By Gaurav Dogra and Patturaja Murugaboopathy
(Reuters) – A key Asia stock index has gained its biggest lift in earnings projections in more than three years, as the region’s semiconductor firms benefit from the boom in generative artificial intelligence.
Also helped by robust second-quarter results across a wide range of industries, the average of 12-month earnings per share forecasts for companies in the MSCI Asia Pacific index climbed 3.9% over the past month, according to LSEG IBES data that collates analysts’ estimates.
It was a particularly sharp jump after downward revisions and smaller increases for the first seven months of this year.
Projections for South Korean firms surged 8% while those for Taiwanese and Japanese companies rose 5%.
Samsung Electronics, for example, forecast strong AI-driven demand for chips this year after logging a more than 15-fold rise in second-quarter operating profit.
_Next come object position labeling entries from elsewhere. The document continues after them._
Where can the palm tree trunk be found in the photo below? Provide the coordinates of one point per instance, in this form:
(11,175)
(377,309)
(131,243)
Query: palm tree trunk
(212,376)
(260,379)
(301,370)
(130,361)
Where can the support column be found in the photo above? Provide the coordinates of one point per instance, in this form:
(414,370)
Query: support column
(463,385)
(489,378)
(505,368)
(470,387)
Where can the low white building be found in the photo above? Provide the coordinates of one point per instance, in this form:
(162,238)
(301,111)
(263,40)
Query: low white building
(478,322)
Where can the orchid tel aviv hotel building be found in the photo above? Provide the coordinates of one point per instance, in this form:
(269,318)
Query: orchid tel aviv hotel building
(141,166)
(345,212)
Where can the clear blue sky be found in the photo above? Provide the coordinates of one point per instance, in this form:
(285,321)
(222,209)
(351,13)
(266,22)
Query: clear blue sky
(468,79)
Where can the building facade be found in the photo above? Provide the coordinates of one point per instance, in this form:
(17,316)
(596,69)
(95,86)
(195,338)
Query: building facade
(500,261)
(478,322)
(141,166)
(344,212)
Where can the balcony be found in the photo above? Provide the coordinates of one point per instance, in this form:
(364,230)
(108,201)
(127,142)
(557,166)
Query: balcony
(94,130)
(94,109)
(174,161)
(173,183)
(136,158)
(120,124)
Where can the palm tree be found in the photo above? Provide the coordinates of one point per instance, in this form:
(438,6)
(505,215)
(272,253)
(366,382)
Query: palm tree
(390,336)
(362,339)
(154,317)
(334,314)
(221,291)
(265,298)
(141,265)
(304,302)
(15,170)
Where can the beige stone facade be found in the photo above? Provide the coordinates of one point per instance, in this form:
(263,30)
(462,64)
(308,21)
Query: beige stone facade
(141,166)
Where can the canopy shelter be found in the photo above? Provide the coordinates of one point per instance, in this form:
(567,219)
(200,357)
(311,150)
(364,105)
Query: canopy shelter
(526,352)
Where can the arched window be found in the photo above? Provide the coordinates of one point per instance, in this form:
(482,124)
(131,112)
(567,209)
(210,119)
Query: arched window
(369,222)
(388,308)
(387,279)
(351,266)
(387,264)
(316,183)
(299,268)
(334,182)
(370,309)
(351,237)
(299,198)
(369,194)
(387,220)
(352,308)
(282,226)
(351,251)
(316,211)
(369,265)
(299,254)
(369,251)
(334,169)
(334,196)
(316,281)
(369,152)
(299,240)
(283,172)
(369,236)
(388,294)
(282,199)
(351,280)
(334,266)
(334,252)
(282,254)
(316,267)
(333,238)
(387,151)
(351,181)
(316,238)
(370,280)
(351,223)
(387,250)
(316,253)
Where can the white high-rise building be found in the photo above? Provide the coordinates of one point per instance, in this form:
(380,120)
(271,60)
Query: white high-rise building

Taiwan’s TSMC, the world’s largest contract chipmaker, has raised its full-year revenue forecast.
“The upgrades in Asian companies’ earnings expectations are mainly due to upgrades in South Korea and Taiwan on the back of improving semiconductor earnings,” said Minyue Liu, an equity investment specialist at BNP Paribas Asset Management.
The data also showed forward 12-month EPS forecasts for Chinese firms have been lifted 1.5% in the past month.
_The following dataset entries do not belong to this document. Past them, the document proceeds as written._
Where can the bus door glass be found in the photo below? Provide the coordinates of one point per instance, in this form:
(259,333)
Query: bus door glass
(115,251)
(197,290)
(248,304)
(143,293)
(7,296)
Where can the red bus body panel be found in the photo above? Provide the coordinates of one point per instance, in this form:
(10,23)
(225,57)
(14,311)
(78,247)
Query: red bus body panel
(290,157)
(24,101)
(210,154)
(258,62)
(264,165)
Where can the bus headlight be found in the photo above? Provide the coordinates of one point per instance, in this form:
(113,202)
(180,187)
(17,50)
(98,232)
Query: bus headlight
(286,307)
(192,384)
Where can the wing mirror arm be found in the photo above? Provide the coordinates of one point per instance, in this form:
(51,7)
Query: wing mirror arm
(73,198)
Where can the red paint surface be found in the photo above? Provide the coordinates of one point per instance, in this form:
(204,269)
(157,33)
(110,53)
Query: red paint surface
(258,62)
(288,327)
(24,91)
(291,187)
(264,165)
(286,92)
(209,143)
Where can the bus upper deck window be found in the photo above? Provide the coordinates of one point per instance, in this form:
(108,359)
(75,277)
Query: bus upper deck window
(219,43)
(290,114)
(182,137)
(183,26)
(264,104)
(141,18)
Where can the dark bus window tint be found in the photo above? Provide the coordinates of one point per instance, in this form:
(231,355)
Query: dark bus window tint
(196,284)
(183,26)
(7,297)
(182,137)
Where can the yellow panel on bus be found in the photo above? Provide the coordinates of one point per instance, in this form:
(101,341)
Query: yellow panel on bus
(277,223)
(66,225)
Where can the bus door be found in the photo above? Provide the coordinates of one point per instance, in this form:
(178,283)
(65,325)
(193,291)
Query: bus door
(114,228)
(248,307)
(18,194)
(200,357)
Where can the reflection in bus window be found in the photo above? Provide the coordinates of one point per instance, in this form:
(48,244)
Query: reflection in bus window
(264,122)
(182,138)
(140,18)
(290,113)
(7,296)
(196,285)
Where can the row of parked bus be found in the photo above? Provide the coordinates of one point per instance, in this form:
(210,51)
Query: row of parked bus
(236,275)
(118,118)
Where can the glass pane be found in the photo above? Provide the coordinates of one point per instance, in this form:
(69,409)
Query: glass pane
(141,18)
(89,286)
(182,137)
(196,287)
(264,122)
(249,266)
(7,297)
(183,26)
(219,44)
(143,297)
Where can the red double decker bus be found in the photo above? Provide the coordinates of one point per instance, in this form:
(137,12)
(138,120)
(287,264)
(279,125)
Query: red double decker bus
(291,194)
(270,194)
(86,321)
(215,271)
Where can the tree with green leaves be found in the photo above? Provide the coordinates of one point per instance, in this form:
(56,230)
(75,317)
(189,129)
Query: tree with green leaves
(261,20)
“Many investors are choosing to ignore China even though some companies’ earnings have beaten market expectations,” said Elizabeth Soon, head of Asia ex-Japan equities at PineBridge Investments.
“The ratio of misses to beats in earnings has narrowed and property market stabilization measures are a positive indicator of the government’s support.”
Although domestic demand in China remains weak, manufacturing profit growth showed mild improvement in July.
Elsewhere, earnings outlooks for Indonesian, Australian and Indian companies were on average lightly downgraded over the past month.
A Reuters analysis of constituents in the MSCI Asia Pacific index that have reported second-quarter earnings so far shows net profit on average jumping 29.2% from last year, the most growth in two years.
The MSCI Asia-Pacific index has risen 9.7% so far this year.
By sector, EPS projections for tech firms rose 7.5%, while those for the communication services and consumer discretionary sectors climbed 5% each. EPS forecasts for utilities, known for their high dividend payouts, were lifted some 20% with electricity demand expected to surge in regional economies like India. Forecasts for healthcare firms gained 8%.
Analysts predict U.S. Federal Reserve rate cuts will bolster earnings and boost Asian equities.
Mark Haefele, chief investment officer for global wealth management at UBS, said MSCI Asia ex-Japan has historically seen a median price return of around 10% in the 12 months following the first rate cut in the past six Fed easing cycles. Regional equities often outperform U.S. stocks when the dollar weakens by 5-10%, he noted.
“We see a similarly positive economic backdrop this time around, bolstered by healthy earnings growth. Around 60% of Asia ex-Japan companies have beaten expectations midway through the second quarter season,” he said.